Periferia militarizada

Não sei se hoje aconteceu alguma coisa aqui pelo bairro. Não houve rumores, tudo aparentemente tranquilo.
Eu moro (desde sempre) na periferia e apesar de todos os estigmas, aqui é um lugar pacato. Livre de criminalidade? Não.
Livre de violência? Tão pouco. Mas ainda assim é um lugar pacato, humilde e com ares de cidade do interior.
Hoje eu estava indo pagar uma conta e no caminho vi algumas crianças falando sobre uma abordagem truculenta de militares. Achei que eles falavam de algum filme de ação, típico do cinema norte americano. Segui meu caminho.
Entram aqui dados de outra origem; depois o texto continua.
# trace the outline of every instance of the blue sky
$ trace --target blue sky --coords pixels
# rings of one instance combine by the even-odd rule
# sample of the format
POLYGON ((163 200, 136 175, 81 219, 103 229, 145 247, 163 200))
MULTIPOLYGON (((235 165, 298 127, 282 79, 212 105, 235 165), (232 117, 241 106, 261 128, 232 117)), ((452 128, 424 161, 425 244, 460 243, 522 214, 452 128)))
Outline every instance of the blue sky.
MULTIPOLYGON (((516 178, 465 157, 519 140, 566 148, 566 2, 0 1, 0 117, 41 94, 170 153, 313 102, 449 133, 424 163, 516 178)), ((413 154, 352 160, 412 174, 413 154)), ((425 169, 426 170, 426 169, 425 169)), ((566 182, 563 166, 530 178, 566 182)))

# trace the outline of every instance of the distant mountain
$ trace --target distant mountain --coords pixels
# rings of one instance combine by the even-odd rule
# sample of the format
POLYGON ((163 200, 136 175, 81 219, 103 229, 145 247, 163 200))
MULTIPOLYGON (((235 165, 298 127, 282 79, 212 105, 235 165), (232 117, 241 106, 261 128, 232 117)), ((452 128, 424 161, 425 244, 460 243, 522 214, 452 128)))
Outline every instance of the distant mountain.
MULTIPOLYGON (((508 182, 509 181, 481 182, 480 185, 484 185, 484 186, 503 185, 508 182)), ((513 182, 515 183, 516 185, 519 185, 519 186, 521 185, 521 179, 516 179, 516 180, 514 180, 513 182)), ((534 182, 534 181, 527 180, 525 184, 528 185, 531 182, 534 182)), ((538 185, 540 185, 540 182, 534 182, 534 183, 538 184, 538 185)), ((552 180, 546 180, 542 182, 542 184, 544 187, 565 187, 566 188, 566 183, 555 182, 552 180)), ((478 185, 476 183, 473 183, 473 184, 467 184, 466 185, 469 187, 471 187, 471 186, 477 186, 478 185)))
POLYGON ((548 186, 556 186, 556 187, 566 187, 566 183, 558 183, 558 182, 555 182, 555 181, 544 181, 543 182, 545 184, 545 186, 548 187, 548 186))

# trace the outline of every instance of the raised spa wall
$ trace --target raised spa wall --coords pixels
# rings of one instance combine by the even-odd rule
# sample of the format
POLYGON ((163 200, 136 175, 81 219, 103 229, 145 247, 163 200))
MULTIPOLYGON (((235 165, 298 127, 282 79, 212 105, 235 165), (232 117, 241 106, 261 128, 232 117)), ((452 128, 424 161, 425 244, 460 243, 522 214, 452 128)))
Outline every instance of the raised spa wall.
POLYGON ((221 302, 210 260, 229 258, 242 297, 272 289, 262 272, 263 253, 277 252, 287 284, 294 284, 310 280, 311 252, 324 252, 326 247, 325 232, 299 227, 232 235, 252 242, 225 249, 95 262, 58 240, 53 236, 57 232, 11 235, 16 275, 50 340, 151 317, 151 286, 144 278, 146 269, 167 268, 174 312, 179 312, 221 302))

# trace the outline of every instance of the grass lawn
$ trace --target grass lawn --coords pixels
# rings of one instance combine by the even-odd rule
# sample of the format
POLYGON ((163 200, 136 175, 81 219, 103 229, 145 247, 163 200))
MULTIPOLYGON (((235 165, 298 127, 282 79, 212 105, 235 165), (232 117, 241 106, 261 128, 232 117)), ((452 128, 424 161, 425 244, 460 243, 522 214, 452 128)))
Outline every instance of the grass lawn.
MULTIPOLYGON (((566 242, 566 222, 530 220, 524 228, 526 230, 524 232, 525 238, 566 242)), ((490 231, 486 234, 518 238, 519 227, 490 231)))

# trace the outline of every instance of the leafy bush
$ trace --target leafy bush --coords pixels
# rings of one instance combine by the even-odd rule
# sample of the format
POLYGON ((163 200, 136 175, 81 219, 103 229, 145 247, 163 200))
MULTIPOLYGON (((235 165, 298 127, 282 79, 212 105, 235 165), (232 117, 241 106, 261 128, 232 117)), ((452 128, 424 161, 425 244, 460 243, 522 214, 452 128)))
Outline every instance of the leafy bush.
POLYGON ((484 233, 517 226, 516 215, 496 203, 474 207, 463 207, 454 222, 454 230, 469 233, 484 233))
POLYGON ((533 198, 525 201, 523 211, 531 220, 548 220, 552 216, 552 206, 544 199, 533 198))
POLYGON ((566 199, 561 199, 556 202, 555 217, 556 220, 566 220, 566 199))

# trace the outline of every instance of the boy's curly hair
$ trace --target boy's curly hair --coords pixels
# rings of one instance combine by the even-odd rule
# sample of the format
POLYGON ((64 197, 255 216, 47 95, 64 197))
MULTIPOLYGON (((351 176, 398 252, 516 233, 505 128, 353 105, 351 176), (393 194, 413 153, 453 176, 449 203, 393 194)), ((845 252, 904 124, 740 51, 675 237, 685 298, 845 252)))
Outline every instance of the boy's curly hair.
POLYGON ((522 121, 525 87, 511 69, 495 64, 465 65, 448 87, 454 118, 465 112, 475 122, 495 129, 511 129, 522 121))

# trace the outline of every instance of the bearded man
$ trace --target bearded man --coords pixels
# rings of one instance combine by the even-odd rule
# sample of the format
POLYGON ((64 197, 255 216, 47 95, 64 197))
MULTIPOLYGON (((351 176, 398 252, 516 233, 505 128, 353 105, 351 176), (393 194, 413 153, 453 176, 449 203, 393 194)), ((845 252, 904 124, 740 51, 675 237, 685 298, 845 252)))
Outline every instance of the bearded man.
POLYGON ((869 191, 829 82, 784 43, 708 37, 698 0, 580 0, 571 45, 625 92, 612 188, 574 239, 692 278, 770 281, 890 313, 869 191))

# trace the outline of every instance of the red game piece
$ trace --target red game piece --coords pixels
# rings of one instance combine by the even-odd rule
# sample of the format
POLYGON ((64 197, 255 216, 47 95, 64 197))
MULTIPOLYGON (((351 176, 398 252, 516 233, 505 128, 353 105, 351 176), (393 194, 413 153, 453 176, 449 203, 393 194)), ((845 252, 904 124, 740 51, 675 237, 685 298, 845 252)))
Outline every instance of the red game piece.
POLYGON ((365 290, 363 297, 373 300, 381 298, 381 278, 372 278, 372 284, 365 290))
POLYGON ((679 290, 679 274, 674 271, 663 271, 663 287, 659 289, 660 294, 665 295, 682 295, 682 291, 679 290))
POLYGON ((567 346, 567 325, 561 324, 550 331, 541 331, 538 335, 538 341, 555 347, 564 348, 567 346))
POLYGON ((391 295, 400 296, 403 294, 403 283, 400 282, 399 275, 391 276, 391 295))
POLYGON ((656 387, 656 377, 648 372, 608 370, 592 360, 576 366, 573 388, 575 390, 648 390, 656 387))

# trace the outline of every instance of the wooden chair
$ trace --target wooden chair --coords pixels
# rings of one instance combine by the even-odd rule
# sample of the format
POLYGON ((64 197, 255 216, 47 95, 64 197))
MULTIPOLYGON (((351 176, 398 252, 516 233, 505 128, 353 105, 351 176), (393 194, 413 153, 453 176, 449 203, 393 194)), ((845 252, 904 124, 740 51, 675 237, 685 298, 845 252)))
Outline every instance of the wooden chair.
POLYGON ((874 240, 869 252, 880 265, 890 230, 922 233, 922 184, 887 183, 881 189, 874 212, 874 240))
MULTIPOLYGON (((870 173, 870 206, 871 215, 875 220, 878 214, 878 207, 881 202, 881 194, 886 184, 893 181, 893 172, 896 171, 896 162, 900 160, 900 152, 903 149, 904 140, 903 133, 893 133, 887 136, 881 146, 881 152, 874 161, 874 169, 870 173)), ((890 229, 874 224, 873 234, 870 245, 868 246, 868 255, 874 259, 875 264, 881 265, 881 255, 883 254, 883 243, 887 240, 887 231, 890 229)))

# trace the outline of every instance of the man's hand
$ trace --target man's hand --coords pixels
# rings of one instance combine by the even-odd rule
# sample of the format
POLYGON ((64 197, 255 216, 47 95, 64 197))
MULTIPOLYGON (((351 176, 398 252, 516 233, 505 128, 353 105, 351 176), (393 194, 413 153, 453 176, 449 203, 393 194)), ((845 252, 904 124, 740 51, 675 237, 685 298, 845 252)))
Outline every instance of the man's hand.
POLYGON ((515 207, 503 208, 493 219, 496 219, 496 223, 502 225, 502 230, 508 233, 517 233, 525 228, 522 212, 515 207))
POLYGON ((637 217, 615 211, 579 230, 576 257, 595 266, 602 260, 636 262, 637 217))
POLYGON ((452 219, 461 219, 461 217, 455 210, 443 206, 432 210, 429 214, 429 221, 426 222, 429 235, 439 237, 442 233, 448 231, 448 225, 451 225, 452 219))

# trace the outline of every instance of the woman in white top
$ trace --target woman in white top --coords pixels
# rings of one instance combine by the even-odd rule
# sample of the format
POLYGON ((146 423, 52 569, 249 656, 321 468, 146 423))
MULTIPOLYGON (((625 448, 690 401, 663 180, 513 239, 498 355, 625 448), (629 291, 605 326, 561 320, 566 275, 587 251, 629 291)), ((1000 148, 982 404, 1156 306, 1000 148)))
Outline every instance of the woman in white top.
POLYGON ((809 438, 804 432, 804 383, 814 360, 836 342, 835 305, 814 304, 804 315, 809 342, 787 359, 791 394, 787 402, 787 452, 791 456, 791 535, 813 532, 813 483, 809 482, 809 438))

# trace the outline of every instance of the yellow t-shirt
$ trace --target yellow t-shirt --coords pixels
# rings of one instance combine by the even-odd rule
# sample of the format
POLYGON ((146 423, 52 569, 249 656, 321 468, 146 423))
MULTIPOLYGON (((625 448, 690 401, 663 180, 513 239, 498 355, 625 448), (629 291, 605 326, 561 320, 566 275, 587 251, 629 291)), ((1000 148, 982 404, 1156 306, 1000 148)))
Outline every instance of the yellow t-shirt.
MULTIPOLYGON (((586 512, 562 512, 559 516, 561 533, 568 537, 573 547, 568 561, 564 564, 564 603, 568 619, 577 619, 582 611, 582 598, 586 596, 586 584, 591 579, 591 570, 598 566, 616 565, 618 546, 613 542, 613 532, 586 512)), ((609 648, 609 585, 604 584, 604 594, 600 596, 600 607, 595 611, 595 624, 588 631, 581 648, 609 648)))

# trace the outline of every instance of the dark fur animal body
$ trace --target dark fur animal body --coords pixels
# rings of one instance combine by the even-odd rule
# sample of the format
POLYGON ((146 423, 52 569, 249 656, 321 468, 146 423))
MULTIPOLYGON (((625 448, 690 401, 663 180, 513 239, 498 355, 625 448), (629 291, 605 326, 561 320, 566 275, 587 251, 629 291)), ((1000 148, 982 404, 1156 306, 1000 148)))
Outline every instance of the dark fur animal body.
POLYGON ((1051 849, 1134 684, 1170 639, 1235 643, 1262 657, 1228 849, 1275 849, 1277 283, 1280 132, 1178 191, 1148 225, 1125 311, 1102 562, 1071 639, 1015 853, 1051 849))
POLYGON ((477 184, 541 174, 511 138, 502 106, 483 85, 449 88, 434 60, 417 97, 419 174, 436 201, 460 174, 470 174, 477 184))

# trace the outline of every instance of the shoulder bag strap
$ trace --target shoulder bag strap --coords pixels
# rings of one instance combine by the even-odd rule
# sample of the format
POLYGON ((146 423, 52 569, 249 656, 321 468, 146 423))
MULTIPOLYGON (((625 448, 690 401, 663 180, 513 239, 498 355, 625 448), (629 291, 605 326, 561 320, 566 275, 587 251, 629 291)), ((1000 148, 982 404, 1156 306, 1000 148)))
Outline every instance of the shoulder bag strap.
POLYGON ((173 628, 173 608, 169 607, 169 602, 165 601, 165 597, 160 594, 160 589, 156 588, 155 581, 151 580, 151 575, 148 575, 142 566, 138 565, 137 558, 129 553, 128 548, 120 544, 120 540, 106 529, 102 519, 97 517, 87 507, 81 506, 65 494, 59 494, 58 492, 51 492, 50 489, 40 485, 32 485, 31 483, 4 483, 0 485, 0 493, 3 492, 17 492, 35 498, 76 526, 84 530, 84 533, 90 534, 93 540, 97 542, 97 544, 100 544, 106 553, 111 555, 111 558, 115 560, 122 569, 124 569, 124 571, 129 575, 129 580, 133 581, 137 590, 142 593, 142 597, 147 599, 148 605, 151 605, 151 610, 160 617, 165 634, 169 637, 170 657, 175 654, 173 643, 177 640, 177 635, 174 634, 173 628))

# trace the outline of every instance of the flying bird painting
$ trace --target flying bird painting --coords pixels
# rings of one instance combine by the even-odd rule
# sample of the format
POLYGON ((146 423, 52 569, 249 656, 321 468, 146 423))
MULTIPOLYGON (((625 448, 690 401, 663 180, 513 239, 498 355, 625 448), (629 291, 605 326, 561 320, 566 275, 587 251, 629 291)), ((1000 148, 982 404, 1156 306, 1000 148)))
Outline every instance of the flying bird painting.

Poucos passos à frente vi um carro grande da PM e muitos policiais fardados, roupas camufladas como soldados do exército, e portando armas diversas. No muro, uns 5 ou 6 meninos negros. A imagem em si me chocou: olhei aquilo, abaixei a minha cabeça como sinal de lamento e nos passos seguintes ouvi um assovio. Um dos soldados/policiais me chamava. Cheguei próximo dele e me foi pedido – de maneira seca mas não violenta – para encostar na parede. Não sabia exatamente como agir. O soldado me questionou o que eu tinha nas mãos, onde eu estava indo, onde eu morava… Sem deixar de lado a sua arma, que não pude identificar qual era, até mesmo pelo meu nulo conhecimento em armamentos.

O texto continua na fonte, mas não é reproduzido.